Abstract

In this paper a theoretical framework for the study of residual stresses in growing tissues is presented using the theory of mixtures. Such a formulation must necessarily be a solid-multiphase model, comprising at least one phase with solid characteristics, owing to the fundamental role played by the incompatibility of strains in generating residual stresses. Since biological growth involves mass exchange between cellular and extracellular phases, field equations are presented for individual phases and for the mixture as a whole which incorporate this phenomenon. Appropriate constitutive equations are then deduced from first principles, appealing to the second law of thermodynamics. The analysis shows that the distinguishing feature of multiphase models involving mass exchange is the necessity to propose an additional constitutive postulate between the variables in the mass-balance equation in order to close the model.

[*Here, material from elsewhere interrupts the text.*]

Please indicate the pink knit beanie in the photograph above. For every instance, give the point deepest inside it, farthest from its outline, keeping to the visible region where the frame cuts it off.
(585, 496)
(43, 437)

In particular, the defining characteristic of a solid-multiphase model which describes biological growth is a constitutive postulate which relates the process of interphase mass exchange (cell proliferation/cell death) with the expansion or contraction of the solid phase. Thus, the framework presented here represents a new class of mathematical models which extends the concepts of poroelasticity to accommodate continuous volumetric growth. A set of modelling equations is then proposed for the simplest case of a solid-multiphase model, being a biphasic mixture of a linear-elastic solid and an inviscid fluid.